An Israel-Hamas truce in the Gaza Strip stretched into a fifth day on Tuesday as the two sides completed the release of Israeli hostages and detained Palestinians and looked poised to free more as the pause in fighting was extended by two days.

Hamas took about 240 hostages during an Oct. 7 incursion into southern Israel that killed 1,200 people, according to Israeli figures, prompting Israel to retaliate by bombing the coastal enclave and launching a ground offensive in its north, Reuters reported.

Israel said 11 Israelis had returned to the country from the Gaza Strip on Monday, bringing to 69 the total of Israeli and foreign hostages the Palestinian group has freed since Friday under the truce.

The White House and Qatari negotiators said on Monday the original four day pause in fighting, due to expire at 0500 GMT on Tuesday, had been extended for two more days.

Israel has not commented on any agreement to extend the truce but, in what may be an implicit confirmation, the Israeli prime minister’s office said the government approved the addition of 50 female prisoners to its list of Palestinians for potential release if additional Israeli hostages are freed.

Hamas said it had sought to revise terms under which it would free hostages beyond the women and children it has already released.

“We hope the Occupation (Israel) abides (by the agreement) in the next two days because we are seeking a new agreement, besides women and children, whereby other categories that we have that we can swap,” Hamas official Khalil Al-Hayya told Al Jazeera late on Monday.

That, he said, would entail “going towards an additional time period to continue swapping people at this stage”.

Among hostages Hamas still holds are fathers and husbands of those it has freed in recent days.

Israel previously said it would extend the truce by one day for every 10 more hostages released, providing some respite from the war.

Israel’s government has received a list of hostages who are expected to be released on Tuesday, Israel’s Army Radio reported, citing the Israeli prime minister’s office.

The Axios news website reported the list contained 10 hostages. There was no immediate comment from the prime minister’s office.

Israel Prison Service said 33 Palestinian prisoners were released on Monday from Israel’s Ofer prison in the occupied West Bank and from a detention center in Jerusalem, bringing the total number of Palestinians it has freed since Friday to 150.

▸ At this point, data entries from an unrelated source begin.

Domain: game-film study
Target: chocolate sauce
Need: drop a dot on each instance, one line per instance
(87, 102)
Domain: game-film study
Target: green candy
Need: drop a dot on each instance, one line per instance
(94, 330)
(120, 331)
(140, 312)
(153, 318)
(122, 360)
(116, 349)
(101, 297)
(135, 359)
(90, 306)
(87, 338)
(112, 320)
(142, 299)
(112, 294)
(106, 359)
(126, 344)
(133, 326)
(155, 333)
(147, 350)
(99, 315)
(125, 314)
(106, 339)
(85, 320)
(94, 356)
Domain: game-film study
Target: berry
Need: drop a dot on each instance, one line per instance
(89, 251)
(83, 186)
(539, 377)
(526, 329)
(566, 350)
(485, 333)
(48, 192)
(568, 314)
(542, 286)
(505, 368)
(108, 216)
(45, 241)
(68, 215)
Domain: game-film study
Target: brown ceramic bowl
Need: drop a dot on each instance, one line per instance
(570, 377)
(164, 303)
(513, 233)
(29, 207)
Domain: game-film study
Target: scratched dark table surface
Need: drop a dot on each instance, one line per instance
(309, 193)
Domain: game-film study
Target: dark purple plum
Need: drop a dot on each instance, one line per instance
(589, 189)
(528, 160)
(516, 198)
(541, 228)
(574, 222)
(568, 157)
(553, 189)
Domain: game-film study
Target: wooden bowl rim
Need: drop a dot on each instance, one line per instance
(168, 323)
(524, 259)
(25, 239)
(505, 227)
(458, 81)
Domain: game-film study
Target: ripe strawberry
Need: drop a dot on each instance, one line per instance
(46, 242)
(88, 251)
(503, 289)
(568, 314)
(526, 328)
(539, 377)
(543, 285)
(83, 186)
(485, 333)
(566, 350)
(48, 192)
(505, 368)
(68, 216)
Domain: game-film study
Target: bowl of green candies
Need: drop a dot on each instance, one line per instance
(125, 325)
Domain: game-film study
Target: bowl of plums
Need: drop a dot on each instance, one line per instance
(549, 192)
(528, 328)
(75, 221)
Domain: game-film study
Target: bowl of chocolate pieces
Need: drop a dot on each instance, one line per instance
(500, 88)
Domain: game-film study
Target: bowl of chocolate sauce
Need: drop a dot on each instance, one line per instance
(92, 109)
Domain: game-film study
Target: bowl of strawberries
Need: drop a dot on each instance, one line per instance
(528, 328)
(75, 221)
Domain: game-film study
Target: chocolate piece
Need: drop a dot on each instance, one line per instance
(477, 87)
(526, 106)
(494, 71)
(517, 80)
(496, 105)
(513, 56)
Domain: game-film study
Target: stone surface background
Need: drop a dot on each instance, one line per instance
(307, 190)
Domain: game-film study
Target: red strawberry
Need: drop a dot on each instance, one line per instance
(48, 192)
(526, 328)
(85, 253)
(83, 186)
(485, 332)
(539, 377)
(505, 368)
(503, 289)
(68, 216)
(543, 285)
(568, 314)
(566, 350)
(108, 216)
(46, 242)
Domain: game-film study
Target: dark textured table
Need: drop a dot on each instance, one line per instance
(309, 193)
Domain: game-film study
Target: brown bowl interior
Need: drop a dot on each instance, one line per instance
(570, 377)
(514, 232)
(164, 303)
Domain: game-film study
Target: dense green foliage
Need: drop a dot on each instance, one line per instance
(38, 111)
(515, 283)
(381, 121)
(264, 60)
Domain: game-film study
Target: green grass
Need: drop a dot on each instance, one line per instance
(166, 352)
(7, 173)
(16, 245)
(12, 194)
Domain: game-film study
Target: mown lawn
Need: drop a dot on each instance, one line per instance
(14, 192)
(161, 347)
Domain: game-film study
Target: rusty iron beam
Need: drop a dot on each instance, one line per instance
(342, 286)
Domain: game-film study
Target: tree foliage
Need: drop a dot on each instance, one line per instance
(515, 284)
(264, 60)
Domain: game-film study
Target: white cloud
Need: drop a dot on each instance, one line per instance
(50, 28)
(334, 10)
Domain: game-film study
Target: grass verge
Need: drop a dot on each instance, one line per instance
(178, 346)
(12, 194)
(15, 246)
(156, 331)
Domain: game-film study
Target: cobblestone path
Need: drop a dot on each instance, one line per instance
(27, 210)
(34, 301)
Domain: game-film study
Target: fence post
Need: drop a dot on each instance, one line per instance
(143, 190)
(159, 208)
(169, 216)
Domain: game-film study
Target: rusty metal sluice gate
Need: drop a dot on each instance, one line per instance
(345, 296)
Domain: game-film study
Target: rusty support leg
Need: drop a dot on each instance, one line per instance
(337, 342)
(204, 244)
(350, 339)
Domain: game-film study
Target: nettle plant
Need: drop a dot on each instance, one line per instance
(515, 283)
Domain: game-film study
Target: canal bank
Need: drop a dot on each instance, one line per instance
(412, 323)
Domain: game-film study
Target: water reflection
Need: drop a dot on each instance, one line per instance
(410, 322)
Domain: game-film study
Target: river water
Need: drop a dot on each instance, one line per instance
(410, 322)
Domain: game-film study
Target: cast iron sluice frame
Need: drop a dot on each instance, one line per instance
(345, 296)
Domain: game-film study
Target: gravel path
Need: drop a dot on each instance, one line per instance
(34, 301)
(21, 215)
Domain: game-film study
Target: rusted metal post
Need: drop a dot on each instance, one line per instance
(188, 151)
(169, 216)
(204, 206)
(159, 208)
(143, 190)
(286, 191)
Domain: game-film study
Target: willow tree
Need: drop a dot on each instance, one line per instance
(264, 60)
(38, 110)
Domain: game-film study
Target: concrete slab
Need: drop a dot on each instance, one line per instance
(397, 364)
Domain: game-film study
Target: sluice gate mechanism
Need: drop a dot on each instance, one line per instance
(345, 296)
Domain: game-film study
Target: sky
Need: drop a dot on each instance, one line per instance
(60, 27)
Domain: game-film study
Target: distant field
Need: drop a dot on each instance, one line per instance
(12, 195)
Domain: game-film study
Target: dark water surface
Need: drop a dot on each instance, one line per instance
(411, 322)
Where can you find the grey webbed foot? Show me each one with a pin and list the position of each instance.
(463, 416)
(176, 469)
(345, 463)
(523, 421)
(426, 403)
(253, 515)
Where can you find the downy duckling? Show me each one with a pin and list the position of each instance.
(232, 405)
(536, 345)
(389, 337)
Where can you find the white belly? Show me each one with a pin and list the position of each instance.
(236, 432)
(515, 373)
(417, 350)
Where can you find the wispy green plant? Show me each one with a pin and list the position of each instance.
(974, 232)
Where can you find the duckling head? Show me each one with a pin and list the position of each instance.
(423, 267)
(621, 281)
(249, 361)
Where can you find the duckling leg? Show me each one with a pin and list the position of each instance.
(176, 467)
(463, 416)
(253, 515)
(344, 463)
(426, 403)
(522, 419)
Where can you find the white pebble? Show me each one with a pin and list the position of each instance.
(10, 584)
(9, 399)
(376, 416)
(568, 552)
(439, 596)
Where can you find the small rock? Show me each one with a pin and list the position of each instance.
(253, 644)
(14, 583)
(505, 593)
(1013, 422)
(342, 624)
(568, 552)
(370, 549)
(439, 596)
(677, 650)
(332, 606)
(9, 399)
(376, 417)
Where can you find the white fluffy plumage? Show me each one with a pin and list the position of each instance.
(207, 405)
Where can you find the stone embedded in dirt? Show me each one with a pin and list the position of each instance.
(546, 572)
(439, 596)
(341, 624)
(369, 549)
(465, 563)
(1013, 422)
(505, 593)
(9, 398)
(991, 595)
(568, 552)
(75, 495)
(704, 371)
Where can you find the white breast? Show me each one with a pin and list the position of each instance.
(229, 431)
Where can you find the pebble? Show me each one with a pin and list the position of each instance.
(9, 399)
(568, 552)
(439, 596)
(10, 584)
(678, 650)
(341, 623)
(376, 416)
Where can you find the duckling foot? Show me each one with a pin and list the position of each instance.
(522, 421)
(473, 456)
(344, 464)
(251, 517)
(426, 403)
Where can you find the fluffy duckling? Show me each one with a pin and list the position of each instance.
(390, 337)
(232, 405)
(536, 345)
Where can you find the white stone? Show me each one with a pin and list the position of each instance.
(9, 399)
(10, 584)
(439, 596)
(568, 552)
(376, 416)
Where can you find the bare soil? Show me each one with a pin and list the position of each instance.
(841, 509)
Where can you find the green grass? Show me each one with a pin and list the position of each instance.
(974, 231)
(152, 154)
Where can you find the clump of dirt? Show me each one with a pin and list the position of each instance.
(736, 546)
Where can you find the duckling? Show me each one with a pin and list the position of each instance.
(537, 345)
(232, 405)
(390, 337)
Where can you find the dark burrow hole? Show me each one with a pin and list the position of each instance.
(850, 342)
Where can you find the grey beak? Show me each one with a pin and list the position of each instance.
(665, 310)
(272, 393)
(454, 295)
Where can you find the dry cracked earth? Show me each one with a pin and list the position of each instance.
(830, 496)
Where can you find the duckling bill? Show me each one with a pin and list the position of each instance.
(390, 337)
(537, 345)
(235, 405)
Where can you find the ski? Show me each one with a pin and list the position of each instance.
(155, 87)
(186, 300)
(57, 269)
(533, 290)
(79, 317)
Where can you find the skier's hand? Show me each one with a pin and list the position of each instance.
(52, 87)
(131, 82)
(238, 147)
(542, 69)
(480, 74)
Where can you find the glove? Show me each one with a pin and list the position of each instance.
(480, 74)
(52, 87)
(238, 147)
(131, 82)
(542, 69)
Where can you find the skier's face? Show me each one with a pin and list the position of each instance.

Israeli forces clashed with some of the dozens of Palestinians who gathered outside Ofer prison to await the prisoner release, the Palestinian health ministry said.

Some of the protesters waved the flags of Hamas and Islamic Jihad, another Palestinian militant group.

The ministry said a Palestinian was killed in the area, and that it was unclear if he had participated in the clashes. Palestinian media reported he was shot dead. Israel had no immediate comment on the incident.

In response to the Oct. 7 attack, Israel has bombarded the Gaza Strip and mounted a ground offensive in the north. More than 15,000 Palestinians have been killed, Gaza’s Hamas-run government says, and hundreds of thousands displaced.

Each day since the truce began on Friday, Hamas has released some hostages while Israel has freed some Palestinians it holds. Of the 69 hostages freed by Hamas were 51 Israelis and 18 foreigners.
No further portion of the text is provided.